A box contains n balls coloured 1 to n. Each time you pick two balls from the bin – the first ball and the second ball, both uniformly at random and you paint the second ball with the colour of the first. Then, you put both balls back into the box. What is the expected number of times this needs to be done so that all balls in the box have the same colour?
Answer (Spoiler put through rot13.com): Gur fdhner bs gur dhnagvgl gung vf bar yrff guna a.
Someone asked me this puzzle some four years back. I thought about it on and off but I have not been able to solve it. I was told the answer though and I suspect there may be an elegant solution.
Thanks.
Best Answer
It can probably be done by looking at the sum of squares of sizes of color clusters and then constructing an appropriate martingale. But here's a somewhat elegant solution: reverse the time!
Let's formulate the question like that. Let $F$ be the set of functions from $\{1,\ldots,n\}$ to $\{1,\ldots,n\}$ that are almost identity, i.e., $f(i)=i$ except for a single value $j$. Then if $f_t$ is a sequence of i.i.d. uniformly from $F$, and $$g_t=f_1 \circ f_2 \circ \ldots \circ f_t$$ then you can define $\tau= \min \{ t | g_t \verb"is constant"\}$. The question is then to calculate $\mathbb{E}(\tau)$.
Now, one can also define the sequence $$h_t=f_t \circ f_{t-1} \circ \ldots \circ f_1$$ That is, the difference is that while $g_{t+1}=g_t \circ f_{t+1}$, here we have $h_{t+1}=f_{t+1} \circ h_t$. This is the time reversal of the original process.

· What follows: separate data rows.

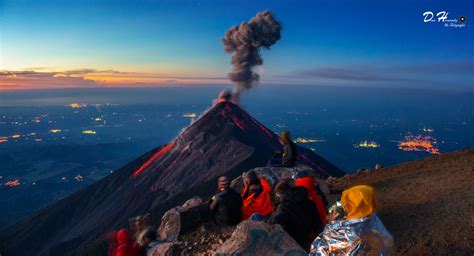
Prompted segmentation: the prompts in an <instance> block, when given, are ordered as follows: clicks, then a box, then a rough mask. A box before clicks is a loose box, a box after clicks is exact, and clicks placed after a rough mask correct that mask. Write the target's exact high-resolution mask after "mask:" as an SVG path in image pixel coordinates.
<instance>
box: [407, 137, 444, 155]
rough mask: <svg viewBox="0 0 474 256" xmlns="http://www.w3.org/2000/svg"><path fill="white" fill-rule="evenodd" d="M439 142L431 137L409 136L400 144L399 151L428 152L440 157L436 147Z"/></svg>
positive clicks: (437, 147)
mask: <svg viewBox="0 0 474 256" xmlns="http://www.w3.org/2000/svg"><path fill="white" fill-rule="evenodd" d="M436 144H437V141H436V140H435V139H434V138H433V137H431V136H424V135H407V136H405V138H404V140H403V141H400V142H399V143H398V149H400V150H402V151H414V152H427V153H430V154H432V155H439V154H440V152H439V149H438V147H436Z"/></svg>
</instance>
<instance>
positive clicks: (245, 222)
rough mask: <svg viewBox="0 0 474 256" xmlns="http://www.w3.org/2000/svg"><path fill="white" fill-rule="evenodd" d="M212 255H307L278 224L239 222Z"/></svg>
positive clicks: (255, 221)
mask: <svg viewBox="0 0 474 256" xmlns="http://www.w3.org/2000/svg"><path fill="white" fill-rule="evenodd" d="M214 255H307V253H306V252H305V251H304V250H303V249H302V248H301V247H300V246H299V245H298V244H297V243H296V242H295V240H293V238H291V237H290V236H289V235H288V234H287V233H286V232H285V231H284V230H283V228H282V227H281V226H280V225H270V224H268V223H265V222H261V221H244V222H242V223H240V224H239V225H238V226H237V228H236V229H235V230H234V232H233V233H232V236H231V238H229V239H228V240H227V241H226V242H225V243H224V244H223V245H222V246H220V247H219V248H217V250H216V251H215V253H214Z"/></svg>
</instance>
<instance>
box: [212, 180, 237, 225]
mask: <svg viewBox="0 0 474 256" xmlns="http://www.w3.org/2000/svg"><path fill="white" fill-rule="evenodd" d="M217 189H218V190H219V193H218V194H217V195H215V196H214V197H213V198H212V202H211V205H210V210H211V212H212V213H213V214H214V218H215V219H216V221H217V222H218V223H219V224H223V225H236V224H238V223H239V222H240V220H241V219H242V212H241V208H242V197H241V196H240V194H239V193H237V192H236V191H235V190H234V189H232V188H230V180H229V178H227V177H225V176H222V177H220V178H219V180H218V182H217Z"/></svg>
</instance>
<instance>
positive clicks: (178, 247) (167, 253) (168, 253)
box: [147, 242, 181, 256]
mask: <svg viewBox="0 0 474 256" xmlns="http://www.w3.org/2000/svg"><path fill="white" fill-rule="evenodd" d="M180 252H181V248H180V247H179V245H177V244H176V243H170V242H166V243H160V244H158V245H156V246H155V247H153V248H152V249H151V251H149V252H148V253H147V256H174V255H180Z"/></svg>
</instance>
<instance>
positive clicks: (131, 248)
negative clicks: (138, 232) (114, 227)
mask: <svg viewBox="0 0 474 256" xmlns="http://www.w3.org/2000/svg"><path fill="white" fill-rule="evenodd" d="M116 239H117V243H116V244H117V249H116V250H115V255H114V256H140V247H139V246H138V244H137V243H134V242H133V240H132V238H131V237H130V234H129V233H128V231H127V230H126V229H121V230H119V231H118V232H117V237H116Z"/></svg>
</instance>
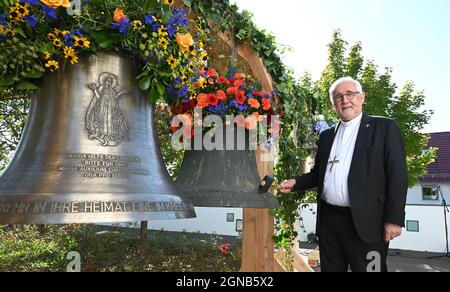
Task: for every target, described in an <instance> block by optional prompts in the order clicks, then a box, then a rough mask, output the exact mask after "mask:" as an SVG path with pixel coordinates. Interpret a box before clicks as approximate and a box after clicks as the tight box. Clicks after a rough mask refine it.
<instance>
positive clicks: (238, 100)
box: [235, 90, 245, 105]
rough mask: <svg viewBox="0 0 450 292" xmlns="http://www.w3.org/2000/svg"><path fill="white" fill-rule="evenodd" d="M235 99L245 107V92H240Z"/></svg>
mask: <svg viewBox="0 0 450 292" xmlns="http://www.w3.org/2000/svg"><path fill="white" fill-rule="evenodd" d="M235 99H236V101H237V102H238V103H239V104H240V105H243V104H244V103H245V92H244V91H242V90H239V91H238V92H237V94H236V96H235Z"/></svg>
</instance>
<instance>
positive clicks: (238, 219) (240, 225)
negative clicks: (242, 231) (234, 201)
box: [236, 219, 242, 232]
mask: <svg viewBox="0 0 450 292" xmlns="http://www.w3.org/2000/svg"><path fill="white" fill-rule="evenodd" d="M236 231H237V232H242V219H237V220H236Z"/></svg>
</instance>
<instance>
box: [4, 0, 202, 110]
mask: <svg viewBox="0 0 450 292" xmlns="http://www.w3.org/2000/svg"><path fill="white" fill-rule="evenodd" d="M173 4H174V1H170V0H164V1H158V0H153V1H147V0H133V1H125V0H73V1H71V2H69V1H68V0H40V1H39V0H9V1H8V0H6V1H2V2H0V64H1V66H2V67H1V70H0V90H1V89H11V88H14V89H19V90H20V89H24V90H30V89H37V86H36V80H37V79H39V78H41V77H42V76H43V75H44V74H45V73H46V72H55V71H57V70H59V69H60V68H61V67H62V66H63V65H65V64H66V63H69V64H73V65H75V64H77V63H78V59H79V55H80V54H81V53H88V54H90V53H96V52H98V51H102V50H120V51H124V52H126V53H127V54H128V55H130V56H134V57H135V58H136V59H138V60H139V61H140V62H141V64H142V70H141V72H140V74H139V75H138V76H136V78H137V79H138V85H139V88H140V89H141V90H144V91H147V93H148V98H149V101H150V102H152V103H155V102H156V101H158V100H163V101H165V99H166V98H167V97H168V96H167V92H166V87H169V86H171V88H176V89H177V90H179V91H180V92H181V93H182V94H183V97H190V96H191V95H192V94H195V88H194V87H193V86H192V85H190V84H191V83H193V80H194V79H195V78H196V77H197V76H198V74H199V72H200V69H201V68H203V67H204V66H206V64H207V62H206V61H207V56H208V54H207V52H206V51H205V50H204V43H205V41H206V40H207V36H206V33H205V32H204V31H203V30H202V28H201V27H202V26H201V25H198V23H199V22H201V20H200V19H197V20H195V21H194V24H197V25H191V26H190V21H189V20H188V18H187V12H186V10H185V9H184V8H181V7H177V6H175V5H173ZM175 80H181V81H182V82H175ZM185 85H186V87H185Z"/></svg>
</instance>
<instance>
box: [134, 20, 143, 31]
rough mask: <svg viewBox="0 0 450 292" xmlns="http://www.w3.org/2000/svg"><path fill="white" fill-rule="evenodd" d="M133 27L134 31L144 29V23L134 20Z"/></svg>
mask: <svg viewBox="0 0 450 292" xmlns="http://www.w3.org/2000/svg"><path fill="white" fill-rule="evenodd" d="M131 26H132V27H133V28H134V29H138V28H141V27H142V22H141V21H140V20H134V21H133V22H132V23H131Z"/></svg>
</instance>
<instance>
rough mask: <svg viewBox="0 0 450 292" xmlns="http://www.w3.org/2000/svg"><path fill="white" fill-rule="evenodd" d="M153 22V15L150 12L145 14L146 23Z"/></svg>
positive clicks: (151, 22)
mask: <svg viewBox="0 0 450 292" xmlns="http://www.w3.org/2000/svg"><path fill="white" fill-rule="evenodd" d="M153 22H155V19H154V18H153V15H151V14H149V15H146V16H145V24H152V23H153Z"/></svg>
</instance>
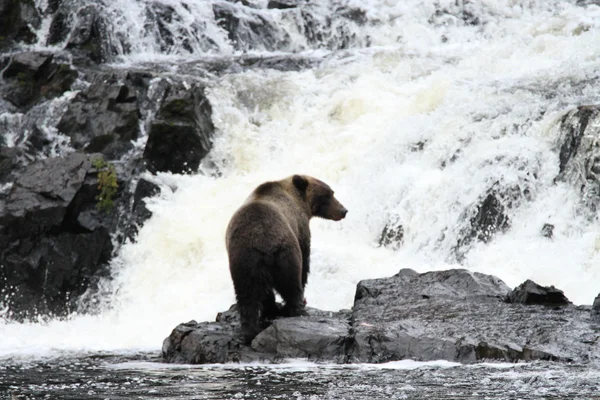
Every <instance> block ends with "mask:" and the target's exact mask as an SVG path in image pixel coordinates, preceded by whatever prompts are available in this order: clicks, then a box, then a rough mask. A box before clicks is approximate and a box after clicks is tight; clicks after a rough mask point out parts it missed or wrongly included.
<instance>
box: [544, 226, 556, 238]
mask: <svg viewBox="0 0 600 400" xmlns="http://www.w3.org/2000/svg"><path fill="white" fill-rule="evenodd" d="M542 236H543V237H546V238H548V239H552V238H553V237H554V225H552V224H544V226H542Z"/></svg>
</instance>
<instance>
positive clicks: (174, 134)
mask: <svg viewBox="0 0 600 400" xmlns="http://www.w3.org/2000/svg"><path fill="white" fill-rule="evenodd" d="M213 132H214V125H213V123H212V107H211V105H210V103H209V101H208V99H207V98H206V96H205V94H204V87H202V86H200V85H199V84H196V83H194V84H192V85H191V87H188V86H187V85H186V84H184V83H173V84H171V85H170V86H168V87H167V88H166V90H165V92H164V95H163V97H162V99H161V102H160V108H159V110H158V112H157V115H156V119H155V120H154V121H153V122H152V124H151V125H150V132H149V135H148V141H147V142H146V148H145V149H144V160H145V161H146V167H147V168H148V170H149V171H150V172H152V173H156V172H172V173H177V174H180V173H195V172H196V171H197V170H198V166H199V165H200V161H201V160H202V159H203V158H204V156H206V154H208V151H209V150H210V148H211V145H212V135H213Z"/></svg>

Obviously, $h_t$ and $g_t$ have the same distribution so $$\mathbb{P}(h_t \verb"is constant")=\mathbb{P}(g_t \verb"is constant")$$ and so if we define $\sigma=\min \{ t | h_t \verb"is constant"\}$ then $\sigma$ and $\tau$ have the same distribution and in particular the same expectation.
Now calculating the expectation of $\sigma$ is straightforward: if the range of $h_t$ has $k$ distinct values, then with probability $k(k-1)/n(n-1)$ this number decreases by 1 and otherwise it stays the same. Hence $\sigma$ is the sum of geometric distributions with parameters $k(k-1)/n(n-1)$ and its expectation is $$\mathbb{E}(\sigma)=\sum_{k=2}^n \frac{n(n-1)}{k(k-1)}= n(n-1)\sum_{k=2}^n \frac1{k-1} - \frac1{k} = n(n-1)(1-\frac1{n}) = (n-1)^2 .$$